Before you begin, bevel the inside edges of the doors to 45, purchase a 1-1/2” x 30” continuous hinge, which will most likely have to be cut to the proper length before installing.


Viewer Comments:

Posted By: Michael Alton     [12/30/2003]

The same type of door installation could be done by ripping the width of the door (usually 3/4") off the edge of one door and then butting it into the other door so that the same amount of stile is showing. The hinge could then be place on and this might be an easier cut for some to make than trying to match two bevels up nicely. Thanks, Michael.

Posted By: Dave Erhart     [12/30/2003]

Michael, unless I misunderstood your idea, I have a couple of concerns with that type of door assembly. If you have an outside edge profile on your doors, butting them together will not mate properly at the edge profile. Also, if you butt the doors together, you will have a door that will be rigid at 90 degrees and when opened, the outside half of the door will hit against the adjacent cabinet and significantly limit cabinet access. In an effort to gain access, the customer may well apply heavy pressure on the door joint (with arm or shoulder) and damage or loosen this joint and/or break the door.

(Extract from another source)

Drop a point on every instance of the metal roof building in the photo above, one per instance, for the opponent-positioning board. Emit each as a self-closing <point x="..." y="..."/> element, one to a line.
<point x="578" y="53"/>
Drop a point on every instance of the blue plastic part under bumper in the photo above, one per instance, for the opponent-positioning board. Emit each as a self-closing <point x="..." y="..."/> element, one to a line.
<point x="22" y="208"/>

Posted By: Moses Yoder     [12/31/2003]

Nice project, with good pointers. One point I have to make, if the L-shaped corner cabinet has an appliance beside the door that protrudes significantly beyond the cabinets, this door will not work; it will hit the appliance as it swings open. I use the hinge on the back as you show when there is nothing in the way of the door opening. If there is an appliance there you can still hinge the door to open by cutting the two doors down 3/4" in width and hinging with the hinge pin at the front where the two doors join, instead of at the back; the right hand door swings open (to the left), (held shut by a magnetic catch) before the left hand door moves.

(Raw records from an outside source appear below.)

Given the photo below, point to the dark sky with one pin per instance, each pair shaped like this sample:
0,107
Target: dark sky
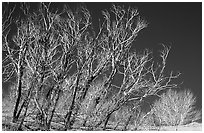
175,24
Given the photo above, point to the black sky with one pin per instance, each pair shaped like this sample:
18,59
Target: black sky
176,24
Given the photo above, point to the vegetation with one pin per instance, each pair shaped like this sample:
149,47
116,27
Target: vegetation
176,108
64,69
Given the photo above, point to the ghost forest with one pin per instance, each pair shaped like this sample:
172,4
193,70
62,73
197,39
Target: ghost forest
63,69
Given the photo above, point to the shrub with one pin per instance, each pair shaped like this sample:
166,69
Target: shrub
176,108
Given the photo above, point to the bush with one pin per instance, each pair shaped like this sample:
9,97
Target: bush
176,108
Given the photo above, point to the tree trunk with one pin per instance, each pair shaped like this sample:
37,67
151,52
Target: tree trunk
15,118
52,114
127,123
106,121
69,113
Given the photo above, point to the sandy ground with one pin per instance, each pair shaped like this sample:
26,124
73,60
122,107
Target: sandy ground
190,127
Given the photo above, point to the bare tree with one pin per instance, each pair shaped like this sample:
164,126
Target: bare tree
51,44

Posted By: Mick Dugan     [12/31/2003]

Well done Dave. Thanks for sharing.

One small alteration I might employ is to use wider piano hinge to eliminate the possibility of screws coming thru. This will allow you to keep the screws at 90 degrees to the surface as well.

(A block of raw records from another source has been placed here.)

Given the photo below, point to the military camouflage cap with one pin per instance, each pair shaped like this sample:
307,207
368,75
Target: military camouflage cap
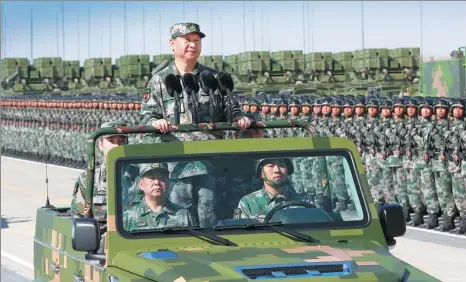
181,29
145,168
113,124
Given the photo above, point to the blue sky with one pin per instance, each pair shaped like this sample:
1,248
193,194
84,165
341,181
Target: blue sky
328,26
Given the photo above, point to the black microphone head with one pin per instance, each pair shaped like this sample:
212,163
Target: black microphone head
225,82
208,81
172,83
190,83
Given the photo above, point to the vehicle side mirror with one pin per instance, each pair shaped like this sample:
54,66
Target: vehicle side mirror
393,221
85,235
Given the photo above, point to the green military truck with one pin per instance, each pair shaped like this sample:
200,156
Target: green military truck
301,239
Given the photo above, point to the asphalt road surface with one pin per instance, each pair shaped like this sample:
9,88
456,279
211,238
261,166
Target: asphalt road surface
23,190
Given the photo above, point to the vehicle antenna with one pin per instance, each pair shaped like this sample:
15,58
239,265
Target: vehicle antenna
47,202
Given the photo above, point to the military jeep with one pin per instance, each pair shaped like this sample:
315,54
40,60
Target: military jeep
326,228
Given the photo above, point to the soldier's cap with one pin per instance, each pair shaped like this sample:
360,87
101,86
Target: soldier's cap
113,124
145,168
180,29
260,164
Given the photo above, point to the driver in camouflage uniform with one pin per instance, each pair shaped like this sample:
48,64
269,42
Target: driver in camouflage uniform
276,189
155,210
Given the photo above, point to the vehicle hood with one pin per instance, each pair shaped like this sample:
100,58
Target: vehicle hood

Also, if any screws did project a bit, I think I’d tend to remove them, snip the tips with a pair of wire cutters, and reinstall, in order to avoid the inevitable “shiny spots” filed down screw tips would result in.

Again, nine technique.


Mick Dugan

Posted By: Michael Alton     [12/31/2003]

Dave, I didn't mean that I butt the doors together and attach them in that position. I butt them together and still use a piano hinge just as you did. Sorry I might not have worded it correctly. I also didn't mean to say that your doors don't look nice, I just find it easier to match two straight long cuts that two long bevel cuts. Thanks, Michael.

Posted By: Michael Moore     [12/28/2005]

Has anyone tried this type of an application with inset cabinet doors?